Soprattutto le Pmi che non sanno “pesare” bene le offerte e come fattore decisionale mettono al primo posto il prezzo e il brand che si propone, senza approfondire effettivamente quanto alla fine sarà il costo totale effettivo e i ritorni dell’investimento.
A maggior ragione vale per la comunicazione integrata ( e qua cadono gli asini in materia ), la convinzione che sia solo un “servizio” necessario “per vendere” ma che sia fatto al minimo costo.
Non invece parte di quel 5% valore che puoi dare al Cliente per differenziarti dagli altri ( il lean cosa ci stà a fare solo per eliminare muda in acquisti, produzione e logistica ).
Anch’io sono rimasta piuttosto impaurita inizialmente, ma poi ci ho pensato: chi se ne importa? La creatività come dice Andreas non si compra al metro. Nemmeno il talento di un bravo copy. Quindi, gambe in spalla come diceva mia mamma e a lavorare!
e se mi offrissi come copy un tanto al chilo? A Bologna un anno fa circa si era provato di far passare un progetto fondato proprio sul” tanto al chilo” . Ho assistito a 2 /3 riunioni inorridendo ogni volta di più quando si parlava di “abbonamenti” al cliente…..consulenza? servizio tailor made? contenuti? state scherzando vero!!! Il fine era fare numero…tanti clienti da 1500 portavano euro in tasca dei titolari che avrebbero fatto fare il lavoro a “chi conoscevano loro”…..Un logo? conosco un giovane grafico che me lo fa per 350 euro……un invito….conosco il tipografo “tizio” che lo stampa a poco….e così via! Sono scappata a gambe levate come gli altri coinvolti nella discussione del progetto. Complimenti alla professionalità, il banchetto dei servizi di comunicazione integrata è il III a destra.
Io non mi intendo molto di web, ma molto di comunicazione e quel che vedo è disastroso. Se poi SEAT vuole fare la voce grossa, la faccia ma farà un bel buco nell’acqua come tutti quelli che ha fatto fino ad ora.
Io ho seguito la vicenda e debbo dire che l’ho trovata ridicola. Che tornino a vendere i loro elenchi del menga!
Bell’articolo come sempre. Io mi occupo di web design e devo dire che mi trovo perfettamente in sintonia con quanto viene scritto in questo articolo. Complimenti e fuori le palle!
Sera, scusate se intervengo su un tema che non mi compete.( Charlie, allora fatti un paio di pacchetti tuoi direte )

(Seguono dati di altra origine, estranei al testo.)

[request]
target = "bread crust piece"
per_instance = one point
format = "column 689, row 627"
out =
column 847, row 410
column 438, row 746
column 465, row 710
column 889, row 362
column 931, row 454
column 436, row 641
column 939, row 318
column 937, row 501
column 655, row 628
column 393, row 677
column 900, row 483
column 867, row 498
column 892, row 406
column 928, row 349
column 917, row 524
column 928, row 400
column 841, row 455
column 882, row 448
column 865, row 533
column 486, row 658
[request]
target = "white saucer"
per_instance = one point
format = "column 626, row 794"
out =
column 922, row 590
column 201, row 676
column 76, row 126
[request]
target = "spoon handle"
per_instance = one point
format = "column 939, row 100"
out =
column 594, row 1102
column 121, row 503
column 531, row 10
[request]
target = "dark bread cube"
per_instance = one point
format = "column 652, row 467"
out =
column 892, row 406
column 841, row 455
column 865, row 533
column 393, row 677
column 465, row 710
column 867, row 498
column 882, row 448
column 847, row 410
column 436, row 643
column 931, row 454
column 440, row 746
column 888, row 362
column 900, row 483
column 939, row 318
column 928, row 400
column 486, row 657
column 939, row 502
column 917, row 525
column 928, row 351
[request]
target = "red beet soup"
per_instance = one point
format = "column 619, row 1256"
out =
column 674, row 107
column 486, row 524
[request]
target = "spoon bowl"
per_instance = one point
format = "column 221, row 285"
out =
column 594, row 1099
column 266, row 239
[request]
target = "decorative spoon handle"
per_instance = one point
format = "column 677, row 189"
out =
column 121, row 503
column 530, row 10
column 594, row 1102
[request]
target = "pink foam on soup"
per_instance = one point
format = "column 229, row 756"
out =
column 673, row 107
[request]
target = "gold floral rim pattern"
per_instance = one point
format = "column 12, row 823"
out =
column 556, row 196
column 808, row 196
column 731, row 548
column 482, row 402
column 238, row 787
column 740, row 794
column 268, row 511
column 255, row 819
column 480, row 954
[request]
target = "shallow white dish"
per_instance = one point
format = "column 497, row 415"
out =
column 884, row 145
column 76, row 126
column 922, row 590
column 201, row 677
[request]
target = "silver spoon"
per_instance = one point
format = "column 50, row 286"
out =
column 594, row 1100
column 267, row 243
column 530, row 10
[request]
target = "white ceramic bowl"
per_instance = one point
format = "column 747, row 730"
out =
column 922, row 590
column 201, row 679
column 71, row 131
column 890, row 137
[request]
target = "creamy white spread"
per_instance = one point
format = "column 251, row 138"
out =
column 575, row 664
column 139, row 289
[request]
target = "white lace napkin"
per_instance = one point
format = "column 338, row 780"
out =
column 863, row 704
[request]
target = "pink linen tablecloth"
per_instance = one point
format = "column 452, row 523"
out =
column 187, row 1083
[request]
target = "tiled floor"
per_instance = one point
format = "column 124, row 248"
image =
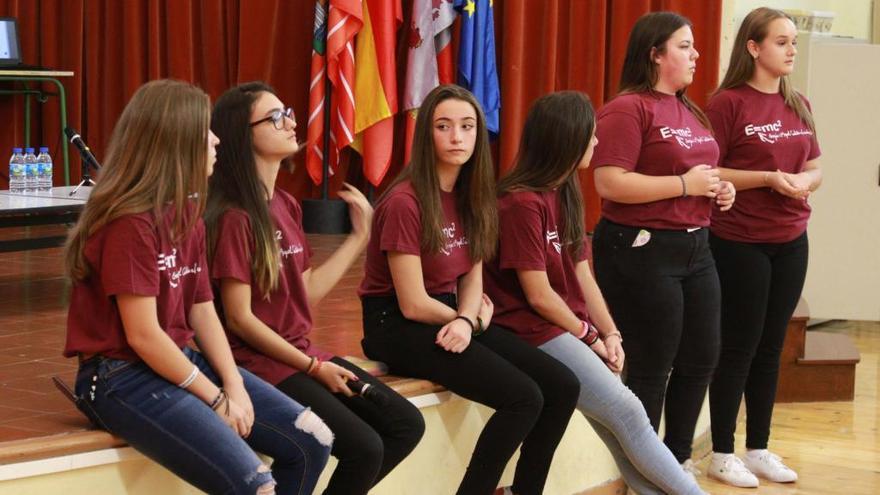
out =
column 33, row 311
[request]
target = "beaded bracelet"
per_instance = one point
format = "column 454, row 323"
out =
column 468, row 320
column 480, row 327
column 191, row 378
column 314, row 371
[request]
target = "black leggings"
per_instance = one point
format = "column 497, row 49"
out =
column 760, row 288
column 665, row 298
column 533, row 394
column 370, row 440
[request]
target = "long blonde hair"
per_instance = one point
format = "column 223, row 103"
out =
column 755, row 27
column 157, row 156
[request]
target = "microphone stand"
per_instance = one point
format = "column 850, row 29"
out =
column 86, row 178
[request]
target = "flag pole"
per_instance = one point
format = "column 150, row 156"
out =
column 325, row 159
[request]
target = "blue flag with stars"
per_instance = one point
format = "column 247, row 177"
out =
column 476, row 57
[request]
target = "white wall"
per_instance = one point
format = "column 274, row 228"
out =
column 853, row 18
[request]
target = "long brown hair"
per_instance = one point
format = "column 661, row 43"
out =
column 158, row 155
column 474, row 189
column 555, row 137
column 236, row 184
column 755, row 27
column 647, row 38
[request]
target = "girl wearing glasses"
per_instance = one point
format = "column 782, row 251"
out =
column 260, row 258
column 424, row 309
column 141, row 292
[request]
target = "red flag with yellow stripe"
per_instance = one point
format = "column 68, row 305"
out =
column 375, row 92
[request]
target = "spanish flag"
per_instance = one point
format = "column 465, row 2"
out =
column 375, row 86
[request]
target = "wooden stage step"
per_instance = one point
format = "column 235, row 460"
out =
column 815, row 365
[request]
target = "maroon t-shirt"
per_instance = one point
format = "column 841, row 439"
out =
column 530, row 239
column 654, row 134
column 287, row 310
column 130, row 255
column 397, row 226
column 758, row 131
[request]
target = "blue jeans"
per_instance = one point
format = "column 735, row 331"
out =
column 182, row 433
column 666, row 300
column 617, row 415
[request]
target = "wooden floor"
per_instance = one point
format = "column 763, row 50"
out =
column 833, row 446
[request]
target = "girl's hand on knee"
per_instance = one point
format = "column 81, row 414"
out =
column 234, row 416
column 455, row 336
column 334, row 377
column 599, row 348
column 238, row 394
column 487, row 309
column 614, row 349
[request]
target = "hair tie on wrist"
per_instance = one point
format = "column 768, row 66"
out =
column 468, row 320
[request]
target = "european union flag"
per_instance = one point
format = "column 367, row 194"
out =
column 476, row 57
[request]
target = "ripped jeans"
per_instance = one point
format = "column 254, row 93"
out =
column 179, row 431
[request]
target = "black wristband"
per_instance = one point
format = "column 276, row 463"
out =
column 481, row 328
column 468, row 320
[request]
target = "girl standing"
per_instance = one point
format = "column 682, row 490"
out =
column 768, row 147
column 544, row 291
column 656, row 174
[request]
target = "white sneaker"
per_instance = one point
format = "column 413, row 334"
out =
column 689, row 467
column 769, row 466
column 729, row 469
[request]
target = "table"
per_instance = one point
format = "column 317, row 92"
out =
column 40, row 208
column 28, row 76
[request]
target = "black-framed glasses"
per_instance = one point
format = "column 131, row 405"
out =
column 277, row 118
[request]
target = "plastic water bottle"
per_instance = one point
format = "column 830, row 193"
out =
column 16, row 171
column 30, row 170
column 44, row 170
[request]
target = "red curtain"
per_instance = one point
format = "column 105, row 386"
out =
column 115, row 46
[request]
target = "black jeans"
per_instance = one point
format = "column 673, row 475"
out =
column 665, row 298
column 533, row 394
column 760, row 288
column 370, row 440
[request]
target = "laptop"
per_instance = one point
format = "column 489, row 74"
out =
column 10, row 48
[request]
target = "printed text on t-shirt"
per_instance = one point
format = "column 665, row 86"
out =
column 168, row 263
column 684, row 137
column 453, row 243
column 772, row 132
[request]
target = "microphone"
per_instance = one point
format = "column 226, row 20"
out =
column 368, row 392
column 84, row 150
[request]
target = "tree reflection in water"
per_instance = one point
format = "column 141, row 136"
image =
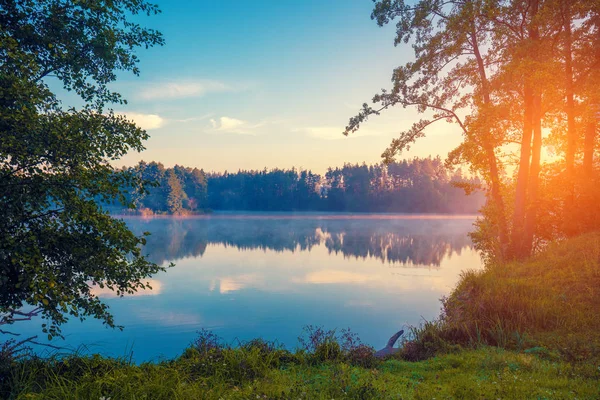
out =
column 408, row 240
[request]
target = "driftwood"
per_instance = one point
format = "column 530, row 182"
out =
column 389, row 349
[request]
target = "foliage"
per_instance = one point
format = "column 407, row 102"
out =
column 418, row 185
column 55, row 240
column 549, row 302
column 504, row 71
column 483, row 373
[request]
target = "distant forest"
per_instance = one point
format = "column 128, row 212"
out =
column 420, row 185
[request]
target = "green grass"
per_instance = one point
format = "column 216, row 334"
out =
column 550, row 302
column 522, row 330
column 483, row 373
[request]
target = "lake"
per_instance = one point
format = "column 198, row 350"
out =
column 267, row 275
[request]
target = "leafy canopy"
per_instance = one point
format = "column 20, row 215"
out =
column 54, row 161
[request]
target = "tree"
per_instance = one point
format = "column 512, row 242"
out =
column 176, row 194
column 56, row 242
column 502, row 70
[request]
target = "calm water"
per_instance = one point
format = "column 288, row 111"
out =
column 268, row 275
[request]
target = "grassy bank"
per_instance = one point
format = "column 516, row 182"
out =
column 520, row 330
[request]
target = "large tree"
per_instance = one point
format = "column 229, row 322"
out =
column 56, row 242
column 502, row 70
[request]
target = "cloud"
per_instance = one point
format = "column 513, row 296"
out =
column 145, row 121
column 182, row 89
column 234, row 125
column 334, row 132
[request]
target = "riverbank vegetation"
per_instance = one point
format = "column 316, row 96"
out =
column 519, row 330
column 519, row 79
column 420, row 185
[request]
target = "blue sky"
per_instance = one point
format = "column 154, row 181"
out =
column 254, row 84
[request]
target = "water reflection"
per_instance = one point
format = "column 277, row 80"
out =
column 269, row 275
column 415, row 242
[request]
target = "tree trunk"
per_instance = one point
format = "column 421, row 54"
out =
column 569, row 220
column 588, row 150
column 534, row 177
column 490, row 153
column 518, row 231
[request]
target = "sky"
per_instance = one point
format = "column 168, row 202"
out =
column 253, row 84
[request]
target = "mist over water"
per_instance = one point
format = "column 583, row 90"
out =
column 267, row 275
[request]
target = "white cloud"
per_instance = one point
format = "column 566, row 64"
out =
column 234, row 125
column 335, row 132
column 145, row 121
column 182, row 89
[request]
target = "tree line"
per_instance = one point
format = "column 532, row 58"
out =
column 418, row 185
column 515, row 76
column 422, row 242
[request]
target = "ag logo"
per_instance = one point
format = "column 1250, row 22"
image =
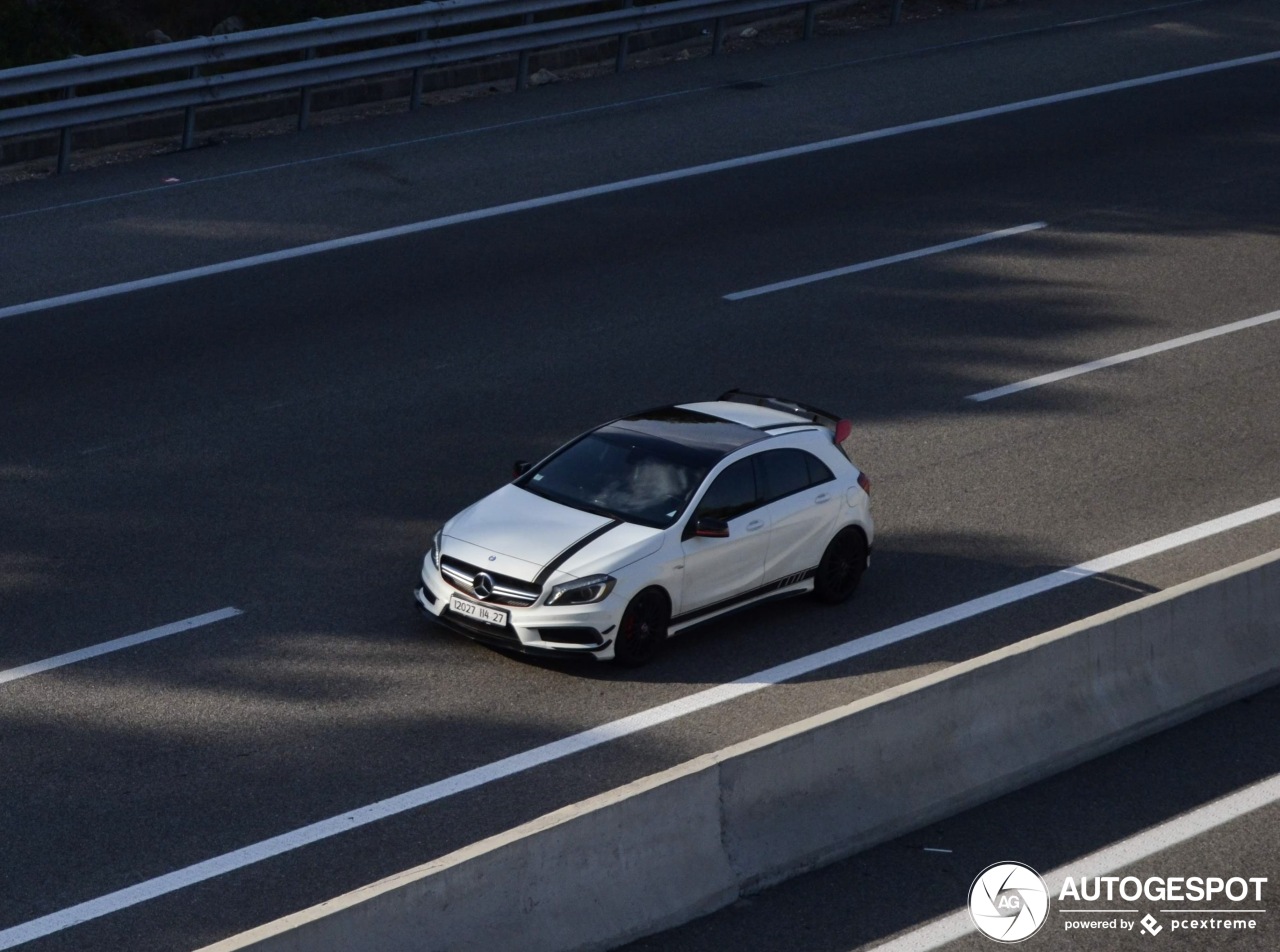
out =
column 1009, row 902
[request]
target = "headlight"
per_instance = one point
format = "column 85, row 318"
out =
column 581, row 591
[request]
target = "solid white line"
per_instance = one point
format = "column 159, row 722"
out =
column 1110, row 859
column 890, row 260
column 26, row 671
column 1124, row 357
column 625, row 184
column 612, row 731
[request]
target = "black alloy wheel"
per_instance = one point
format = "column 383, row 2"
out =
column 841, row 567
column 643, row 628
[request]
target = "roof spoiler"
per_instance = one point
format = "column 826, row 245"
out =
column 839, row 426
column 759, row 399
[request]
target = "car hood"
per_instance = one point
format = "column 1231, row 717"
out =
column 524, row 535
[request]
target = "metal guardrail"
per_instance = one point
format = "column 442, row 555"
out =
column 200, row 72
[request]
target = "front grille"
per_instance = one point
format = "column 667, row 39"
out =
column 506, row 589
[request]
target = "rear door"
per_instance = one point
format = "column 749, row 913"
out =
column 720, row 571
column 801, row 504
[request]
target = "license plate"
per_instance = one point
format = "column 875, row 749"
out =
column 481, row 613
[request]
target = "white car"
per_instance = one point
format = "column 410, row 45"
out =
column 652, row 523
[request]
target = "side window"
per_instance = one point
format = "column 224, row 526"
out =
column 818, row 471
column 786, row 471
column 731, row 494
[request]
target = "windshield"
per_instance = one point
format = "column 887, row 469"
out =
column 625, row 475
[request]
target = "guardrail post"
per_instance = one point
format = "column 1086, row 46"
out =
column 415, row 94
column 624, row 42
column 522, row 63
column 188, row 117
column 305, row 105
column 64, row 136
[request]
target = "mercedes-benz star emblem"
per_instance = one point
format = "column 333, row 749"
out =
column 483, row 585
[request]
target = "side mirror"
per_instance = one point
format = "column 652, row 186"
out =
column 707, row 527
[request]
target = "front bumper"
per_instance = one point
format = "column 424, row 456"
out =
column 571, row 630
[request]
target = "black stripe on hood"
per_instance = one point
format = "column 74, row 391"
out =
column 549, row 568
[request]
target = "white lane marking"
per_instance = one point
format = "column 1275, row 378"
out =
column 883, row 261
column 612, row 731
column 1110, row 859
column 26, row 671
column 625, row 184
column 1124, row 357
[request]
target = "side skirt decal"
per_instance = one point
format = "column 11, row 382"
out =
column 777, row 585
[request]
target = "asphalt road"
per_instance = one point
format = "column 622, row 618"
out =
column 284, row 439
column 896, row 891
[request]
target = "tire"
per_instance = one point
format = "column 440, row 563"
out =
column 643, row 628
column 841, row 567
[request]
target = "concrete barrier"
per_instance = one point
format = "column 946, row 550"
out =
column 684, row 842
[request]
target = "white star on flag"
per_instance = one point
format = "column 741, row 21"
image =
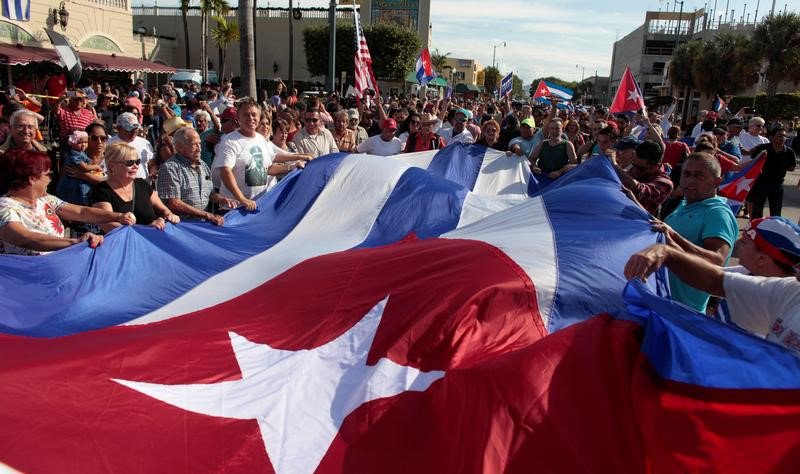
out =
column 299, row 398
column 743, row 185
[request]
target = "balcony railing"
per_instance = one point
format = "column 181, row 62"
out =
column 121, row 4
column 271, row 12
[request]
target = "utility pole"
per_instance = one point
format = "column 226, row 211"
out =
column 291, row 45
column 331, row 82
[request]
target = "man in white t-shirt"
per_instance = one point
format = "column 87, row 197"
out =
column 751, row 138
column 767, row 302
column 385, row 144
column 458, row 133
column 245, row 159
column 127, row 132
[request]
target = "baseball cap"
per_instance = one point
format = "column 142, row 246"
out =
column 127, row 121
column 228, row 114
column 173, row 124
column 777, row 237
column 627, row 143
column 735, row 121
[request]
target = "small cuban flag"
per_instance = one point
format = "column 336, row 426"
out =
column 19, row 10
column 718, row 105
column 506, row 84
column 425, row 72
column 735, row 188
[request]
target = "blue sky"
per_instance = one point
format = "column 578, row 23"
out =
column 560, row 38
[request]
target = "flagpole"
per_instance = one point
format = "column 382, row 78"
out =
column 331, row 83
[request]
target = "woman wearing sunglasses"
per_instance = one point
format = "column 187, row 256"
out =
column 30, row 219
column 124, row 192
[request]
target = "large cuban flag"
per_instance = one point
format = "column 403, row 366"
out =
column 426, row 313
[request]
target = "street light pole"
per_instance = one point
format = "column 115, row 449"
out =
column 331, row 83
column 494, row 51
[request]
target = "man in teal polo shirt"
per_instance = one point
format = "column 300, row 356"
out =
column 703, row 224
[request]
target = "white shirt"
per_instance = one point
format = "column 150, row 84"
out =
column 748, row 142
column 143, row 148
column 765, row 306
column 377, row 146
column 248, row 158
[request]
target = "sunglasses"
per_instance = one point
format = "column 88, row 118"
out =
column 130, row 163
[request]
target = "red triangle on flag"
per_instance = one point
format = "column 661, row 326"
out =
column 629, row 95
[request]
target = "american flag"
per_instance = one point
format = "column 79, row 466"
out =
column 365, row 79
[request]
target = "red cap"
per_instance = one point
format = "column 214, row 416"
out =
column 229, row 113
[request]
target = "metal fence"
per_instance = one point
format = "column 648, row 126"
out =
column 307, row 13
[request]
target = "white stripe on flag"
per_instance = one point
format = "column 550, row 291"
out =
column 347, row 219
column 524, row 233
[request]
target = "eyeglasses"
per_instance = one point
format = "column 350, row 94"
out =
column 130, row 163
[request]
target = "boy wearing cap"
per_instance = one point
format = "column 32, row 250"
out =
column 458, row 133
column 767, row 302
column 385, row 144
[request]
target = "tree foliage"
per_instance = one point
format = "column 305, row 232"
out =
column 224, row 34
column 725, row 64
column 393, row 49
column 777, row 41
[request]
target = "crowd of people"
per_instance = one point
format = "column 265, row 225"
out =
column 164, row 155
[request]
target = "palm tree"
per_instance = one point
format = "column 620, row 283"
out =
column 225, row 33
column 725, row 65
column 208, row 8
column 184, row 11
column 777, row 41
column 247, row 48
column 439, row 60
column 681, row 71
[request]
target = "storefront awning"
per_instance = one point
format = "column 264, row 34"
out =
column 12, row 55
column 114, row 62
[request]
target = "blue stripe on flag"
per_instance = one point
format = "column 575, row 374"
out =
column 686, row 346
column 574, row 203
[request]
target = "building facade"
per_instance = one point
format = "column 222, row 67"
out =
column 272, row 34
column 102, row 26
column 462, row 71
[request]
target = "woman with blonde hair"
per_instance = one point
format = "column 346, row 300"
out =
column 124, row 192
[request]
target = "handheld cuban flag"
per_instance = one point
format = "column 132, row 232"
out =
column 735, row 188
column 69, row 57
column 718, row 105
column 560, row 92
column 506, row 85
column 18, row 10
column 425, row 72
column 629, row 97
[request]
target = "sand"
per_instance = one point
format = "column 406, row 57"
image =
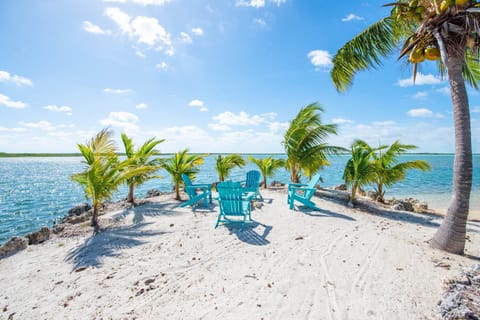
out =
column 159, row 261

2 secoli fa , fui contattato dalla SEAT a Bologna, per la vendita di spazi pubblicitari e superai in corsa il test , però rifiutai perchè credevo di più in quello che stavo facendo, nonostante i ” ricavi” proposti fossero di gran lunga superiori a quelli che di fatto maturavo come libero professionista.
Ora, alla luce di quanto leggo, mi sorge un dubbio.
Se dietro a SEAT c’è GOOGLE, ho idea che nonostante i debiti e quant’altro, la strada delle PMI sia già delineata.
Vorrei sbagliarmi, ma se ad Andreas, a Dora, Paola, o a chiunque altro (perchè Google ha una memoria e conosce le capacità/qualità delle WEB Agency ) lavori in questo campo facessero una proposta del tipo …” che non puoi rifiutare”… voi che fareste?
Non credete che i cosidetti ” cacciatori di teste” stiano già muovendosi per trovare il meglio che c’è sul mercato? Si tratta sempre di business…che vi piaccia o no.
Pisacane/ Umberto…scusa sai ma il cartaceo sta diventando obsoleto non trovi?
Ciao
Molto d’accordo.A ben guardare l’iniziativa non è solo italiana, ma europea, ed i partner principali sono Google e Register. Poi in ogni paese si sono declinazioni locali. In Francia ad esempio c’è Oxatis, che non è per niente male.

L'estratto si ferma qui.